Salut toi ! Alors, on papote d'un truc bien spécifique aujourd'hui : la page de garde de nos cahiers de musique, et plus particulièrement, ceux avec le fameux "SAG" (Société des Auteurs, Compositeurs et Editeurs de Musique). Oui, oui, ceux qui protègent nos airs préférés !
Franchement, qui n'a jamais passé des heures à customiser la sienne ? Avoue ! C'était limite plus important que les exercices de solfège, non ? 😉
Le défi de la page de garde parfaite
Mais attends, c'était pas si simple. Fallait trouver LE dessin, LA phrase, LA police qui te représentait, toi, musicien(ne) en herbe. Une mission, quoi ! Et avec l’approbation du professeur si possible! A mon avis, c'était une présentation de soi avant l'heure!
Tu te souviens du stress ? Genre, "Est-ce que je mets une portée avec des notes ? Trop cliché ? Un instrument ? Trop commun ?" Ah, la torture !
Et le dilemme ultime : laisser la page immaculée (genre artiste minimaliste) ou décorer à fond (genre explosion de couleurs et de paillettes) ? Y'avait pas de juste milieu !

Les tendances (rétro) de la déco
Alors, qu'est-ce qu'on mettait, concrètement ? Les classiques :
- Une clé de sol (évidemment ! Le symbole ultime du musicien cool). Mais fallait bien la dessiner, hein ! Pas question de faire un truc tout bancal.

- Un instrument de musique (guitare, piano, flûte... selon tes préférences). Et là, c'était le drame si tu savais pas dessiner ! Heureusement, le calque était notre ami.
- Des notes de musique (qui volent, qui dansent... Bref, la fête sur une page !). On ajoutait même parfois des petits personnages qui les suivaient. Tellement mignon !
- Des paroles de chanson (de ton groupe préféré, ou d'une chanson que tu composais toi-même... Si tu étais ambitieux(se) !). Et là, attention aux fautes d'orthographe ! Catastrophe assurée.

- Son nom, sa classe, le nom du prof (le minimum syndical, quoi). Mais même ça, on essayait de le faire avec style ! Une calligraphie travaillée, des couleurs assorties... On se prenait pour des pros.
Le SAG, ce gardien de nos mélodies
Et le logo SAG, alors ? On le laissait bien visible, en signe de respect (ou parce qu'on avait pas le choix, soyons honnêtes !).

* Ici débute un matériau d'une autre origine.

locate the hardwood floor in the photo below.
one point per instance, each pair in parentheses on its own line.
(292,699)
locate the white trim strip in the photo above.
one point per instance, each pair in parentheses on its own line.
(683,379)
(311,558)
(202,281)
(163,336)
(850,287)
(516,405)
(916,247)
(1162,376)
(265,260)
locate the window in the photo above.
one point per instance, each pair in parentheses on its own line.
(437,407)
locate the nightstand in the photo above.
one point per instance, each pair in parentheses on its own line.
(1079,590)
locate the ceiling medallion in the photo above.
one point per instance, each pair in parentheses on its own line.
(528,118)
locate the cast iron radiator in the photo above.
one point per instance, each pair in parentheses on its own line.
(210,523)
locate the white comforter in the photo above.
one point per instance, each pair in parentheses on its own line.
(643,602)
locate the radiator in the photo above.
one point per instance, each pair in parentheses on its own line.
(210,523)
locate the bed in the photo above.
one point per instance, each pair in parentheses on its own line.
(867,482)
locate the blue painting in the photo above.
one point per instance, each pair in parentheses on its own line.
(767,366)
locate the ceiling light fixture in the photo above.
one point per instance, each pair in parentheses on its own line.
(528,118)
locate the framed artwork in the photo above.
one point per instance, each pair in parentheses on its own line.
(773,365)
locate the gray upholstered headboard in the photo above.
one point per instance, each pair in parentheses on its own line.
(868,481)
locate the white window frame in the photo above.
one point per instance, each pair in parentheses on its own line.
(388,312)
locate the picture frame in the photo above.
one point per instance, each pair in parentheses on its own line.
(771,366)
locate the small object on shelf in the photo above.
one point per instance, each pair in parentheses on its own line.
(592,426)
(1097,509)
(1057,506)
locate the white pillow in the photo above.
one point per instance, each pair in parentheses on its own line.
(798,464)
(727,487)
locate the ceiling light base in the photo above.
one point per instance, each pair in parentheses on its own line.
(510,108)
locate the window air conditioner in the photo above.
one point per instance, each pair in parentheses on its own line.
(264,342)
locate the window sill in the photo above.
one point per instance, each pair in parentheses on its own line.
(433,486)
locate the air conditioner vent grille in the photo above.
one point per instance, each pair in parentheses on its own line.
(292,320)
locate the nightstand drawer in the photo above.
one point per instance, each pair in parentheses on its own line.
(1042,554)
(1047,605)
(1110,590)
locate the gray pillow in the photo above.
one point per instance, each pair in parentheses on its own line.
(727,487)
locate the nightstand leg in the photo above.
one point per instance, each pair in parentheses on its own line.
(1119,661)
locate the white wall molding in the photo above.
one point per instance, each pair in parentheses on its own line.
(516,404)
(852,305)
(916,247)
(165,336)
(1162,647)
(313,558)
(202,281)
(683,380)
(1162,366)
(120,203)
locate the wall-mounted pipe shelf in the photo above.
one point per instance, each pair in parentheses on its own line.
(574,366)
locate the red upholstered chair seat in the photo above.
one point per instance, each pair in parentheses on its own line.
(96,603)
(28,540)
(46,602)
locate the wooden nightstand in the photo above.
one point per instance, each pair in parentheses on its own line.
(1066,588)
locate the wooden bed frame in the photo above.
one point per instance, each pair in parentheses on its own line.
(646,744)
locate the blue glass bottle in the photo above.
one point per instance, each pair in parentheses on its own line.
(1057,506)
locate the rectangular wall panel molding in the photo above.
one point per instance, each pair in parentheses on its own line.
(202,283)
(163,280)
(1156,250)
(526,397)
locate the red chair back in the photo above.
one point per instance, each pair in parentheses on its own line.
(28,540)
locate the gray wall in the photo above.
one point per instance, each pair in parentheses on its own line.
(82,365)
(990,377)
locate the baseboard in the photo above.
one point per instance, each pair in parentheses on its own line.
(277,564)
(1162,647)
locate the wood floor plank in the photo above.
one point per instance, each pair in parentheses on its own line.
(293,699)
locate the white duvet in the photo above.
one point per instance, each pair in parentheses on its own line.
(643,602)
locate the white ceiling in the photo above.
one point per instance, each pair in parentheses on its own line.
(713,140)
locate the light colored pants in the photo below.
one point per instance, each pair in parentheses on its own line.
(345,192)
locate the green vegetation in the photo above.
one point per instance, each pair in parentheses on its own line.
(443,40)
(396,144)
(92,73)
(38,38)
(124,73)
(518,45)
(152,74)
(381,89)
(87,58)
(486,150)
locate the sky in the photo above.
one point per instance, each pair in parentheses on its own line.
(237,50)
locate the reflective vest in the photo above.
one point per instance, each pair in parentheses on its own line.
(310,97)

C'était un peu comme le tampon "Approuvé" de la SACEM, le garant que tout était en règle avec les droits d'auteur. En gros, on ne rigole pas avec la musique!

Est-ce que ça nous empêchait de plagier les dessins de nos copains ?... Hum... No comment ! 😉
Nostalgie, quand tu nous tiens...
Bref, la page de garde du cahier de musique SAG, c'était tout un art ! Un espace d'expression, un reflet de notre passion, un souvenir d'une époque où le solfège nous paraissait parfois... insurmontable. Mais qu'est-ce qu'on s'amusait !
Alors, dis-moi, toi, elle ressemblait à quoi, ta page de garde ? Raconte ! Je suis curieux(se) !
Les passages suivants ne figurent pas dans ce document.